Our study has several strengths; the use of a longitudinal population study has allowed some assessment of causality of effect. Placed in the context of the known dysregulation of splicing factor expression in human and animal ageing, their associations with longevity in both animals and humans (Heintz et al. 2017; Lee et al. 2016) and the observation that correction of splicing factor levels is sufficient to reverse senescence phenotypes in vitro (Latorre et al. 2017) suggests that these changes may be a driver of ageing rather than an effect. The data presented here suggest that the presence of dysregulated splicing factor transcripts before the emergence of overt disease in peripheral blood may contribute to the development of age-related phenotypes such as cognitive decline. Our finding that expression of these transcripts correlate with established biomarkers of ageing is also suggestive that they may be indicative of future outcomes. Our study is not without limitations however; we have only assessed splicing factor expression at the level of the mRNA transcript for reasons of practicality. It is possible that processes such as post-transcriptional regulation of mRNA transcripts or altered protein kinetics may also contribute and would not be identified in our study. However, the observation of phenotypic changes in senescent cells in vitro strongly suggests that these changes may also occur at the protein level. Our study cohort is also relatively small in comparison to some resources. It is however exquisitely well characterised and features longitudinal waves of samples which many other studies do not. These observations require replication in an additional dataset in the future.

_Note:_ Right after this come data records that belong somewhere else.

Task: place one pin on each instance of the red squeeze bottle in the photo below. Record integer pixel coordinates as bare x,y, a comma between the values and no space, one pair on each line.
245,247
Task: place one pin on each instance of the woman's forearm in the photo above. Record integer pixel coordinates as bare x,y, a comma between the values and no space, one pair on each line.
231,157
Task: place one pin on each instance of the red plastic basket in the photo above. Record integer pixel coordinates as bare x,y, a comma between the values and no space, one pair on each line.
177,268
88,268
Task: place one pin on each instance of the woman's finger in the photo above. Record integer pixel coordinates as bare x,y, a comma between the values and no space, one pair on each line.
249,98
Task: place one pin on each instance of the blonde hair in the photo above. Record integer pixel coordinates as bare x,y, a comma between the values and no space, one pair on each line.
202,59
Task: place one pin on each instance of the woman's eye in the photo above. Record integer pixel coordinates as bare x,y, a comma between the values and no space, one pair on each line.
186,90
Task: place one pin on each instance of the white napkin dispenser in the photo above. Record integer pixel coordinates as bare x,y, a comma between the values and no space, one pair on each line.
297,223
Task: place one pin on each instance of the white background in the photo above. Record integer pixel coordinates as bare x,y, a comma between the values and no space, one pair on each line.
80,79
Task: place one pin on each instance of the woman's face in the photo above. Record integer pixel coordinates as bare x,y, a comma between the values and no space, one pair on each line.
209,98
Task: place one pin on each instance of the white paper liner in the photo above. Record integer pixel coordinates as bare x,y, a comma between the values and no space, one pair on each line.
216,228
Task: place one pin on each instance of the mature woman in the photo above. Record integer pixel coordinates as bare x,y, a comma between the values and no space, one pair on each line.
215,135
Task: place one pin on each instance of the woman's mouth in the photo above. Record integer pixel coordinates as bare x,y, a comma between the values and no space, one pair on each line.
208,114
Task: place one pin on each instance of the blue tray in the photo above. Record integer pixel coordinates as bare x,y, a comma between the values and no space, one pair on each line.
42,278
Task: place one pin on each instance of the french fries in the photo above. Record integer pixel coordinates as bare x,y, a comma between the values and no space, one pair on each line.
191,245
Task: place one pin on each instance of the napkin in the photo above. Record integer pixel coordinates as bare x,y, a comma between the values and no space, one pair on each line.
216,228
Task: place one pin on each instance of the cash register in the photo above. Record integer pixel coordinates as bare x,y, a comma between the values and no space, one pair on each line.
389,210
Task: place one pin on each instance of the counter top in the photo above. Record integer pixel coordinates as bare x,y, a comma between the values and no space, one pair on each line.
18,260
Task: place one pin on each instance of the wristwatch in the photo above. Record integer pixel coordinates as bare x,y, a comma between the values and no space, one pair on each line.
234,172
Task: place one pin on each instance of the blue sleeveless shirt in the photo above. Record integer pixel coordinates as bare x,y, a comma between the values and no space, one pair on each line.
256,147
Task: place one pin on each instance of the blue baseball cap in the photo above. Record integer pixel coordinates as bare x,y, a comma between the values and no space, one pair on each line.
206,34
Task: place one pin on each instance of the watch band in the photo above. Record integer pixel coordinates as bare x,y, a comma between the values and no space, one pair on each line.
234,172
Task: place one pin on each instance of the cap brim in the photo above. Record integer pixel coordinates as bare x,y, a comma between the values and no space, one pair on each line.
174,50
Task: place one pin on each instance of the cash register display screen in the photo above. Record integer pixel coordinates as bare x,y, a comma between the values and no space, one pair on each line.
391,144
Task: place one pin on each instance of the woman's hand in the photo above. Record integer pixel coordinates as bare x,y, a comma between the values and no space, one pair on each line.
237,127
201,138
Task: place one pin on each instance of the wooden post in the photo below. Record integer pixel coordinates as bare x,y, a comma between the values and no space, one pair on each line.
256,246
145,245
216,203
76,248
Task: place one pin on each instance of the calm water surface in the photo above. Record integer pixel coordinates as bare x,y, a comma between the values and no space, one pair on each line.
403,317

However, we have measures from two waves of the study, which although they comprise the same people, represent completely separate sample collection, sample handling and analytical subsets.

We recognise that although an adjustment for multiple testing has been applied at the level of phenotype (i.e. accounting for six measurements) throughout this study, there remains a risk of Type I error in the results presented by using a significance level of p = 0.0083 as the corrected threshold. However, the genes tested represented an a priori list on the basis of known associations with age or cellular senescence (Harries et al. 2011; Holly et al. 2013), and we show here that although moderate, correlations do exist between splicing factor expression levels as well as between the measured phenotypic outcomes (Supplementary Tables S4 and S6), all of which complicate a sensible implementation of multiple testing criteria. It is also possible that the statistical power of this study may be limited given the number of samples and the observed effect sizes, leading to potential inflation of Type II error. Therefore, either Bonferroni or Benjamini–Hochberg correction for both the number of genes and phenotypes seem likely to be overly stringent for this dataset, however the issue of multiple testing persists, so without independent validation of the findings presented here, we must be conservative with any interpretation of these results.

We present here evidence to suggest that expression levels of HNRNPM, HNRNPA0 and AKAP17A genes may be associated with cognitive decline, whilst AKAP17A levels may be associated with decline in physical performance in a human population. These findings suggest that the age-related splicing factor changes we have previously reported in vitro and in vivo may contribute to the development of downstream ageing phenotypes in older humans. Given validation of these findings in an independent data set, splicing factor expression could comprise a relatively non-invasive biomarker of cognitive decline or physical ability in the future, which could be assessed from samples collected from routine screening of the vulnerable people in the population.